TORONTO, Jan 20 (Reuters) - The Canadian dollar strengthened to a near 5-week high against its U.S. counterpart on Monday as the prospect of U.S. trade tariffs grew less imminent and a Bank of Canada survey showed that firms are beginning to anticipate improved activity.
The loonie was trading 1.1% higher at 1.4325 per U.S. dollar, or 69.81 U.S. cents, after touching its strongest intraday level since Dec. 17 at 1.4262.
Donald Trump will issue a broad trade memo that stops short of imposing new tariffs on his first day in office but directs federal agencies to evaluate U.S. trade relationships with China, Canada and Mexico, an official said.
The U.S. president-elect had threatened an immediate 25% tax on imports from Canada and Mexico.

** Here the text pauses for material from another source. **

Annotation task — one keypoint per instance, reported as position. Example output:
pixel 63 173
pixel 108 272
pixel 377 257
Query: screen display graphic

Earlier on Monday, the loonie touched its weakest level since March 2020 at 1.4485.
"Financial markets are staging an across-the-board relief rally," Karl Schamotta, chief market strategist at Corpay, said in a note. "Gains could accelerate somewhat ahead of tomorrow's U.S. equity market open, but the ride will remain bumpy as major unknowns remain around the incoming administration's policy direction."

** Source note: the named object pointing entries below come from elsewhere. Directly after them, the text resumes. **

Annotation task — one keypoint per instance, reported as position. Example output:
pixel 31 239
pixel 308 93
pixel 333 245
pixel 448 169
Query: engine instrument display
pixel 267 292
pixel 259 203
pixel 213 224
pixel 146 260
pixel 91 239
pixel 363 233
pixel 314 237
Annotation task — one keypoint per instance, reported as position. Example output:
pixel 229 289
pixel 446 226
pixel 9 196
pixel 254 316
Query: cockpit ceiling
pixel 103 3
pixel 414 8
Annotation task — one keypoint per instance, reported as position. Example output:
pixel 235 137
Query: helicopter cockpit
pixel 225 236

Canadian firms see improved demand and sales in the coming year but are concerned about the potential damage from promised U.S. policies, the Bank of Canada said in its Business Outlook Survey.
"With inflation expectations normalizing, the door is open for the Bank of Canada to keep lowering rates in an attempt to push the unemployment rate down and absorb economic slack," Royce Mendes, head of macro strategy at Desjardins, said in a note.
Investors see a roughly 75% chance the BoC will cut its benchmark interest rate by 25 basis points to 3% at a policy decision on Jan. 29.
The Canadian 10-year yield was down 1.3 basis points at 3.284%.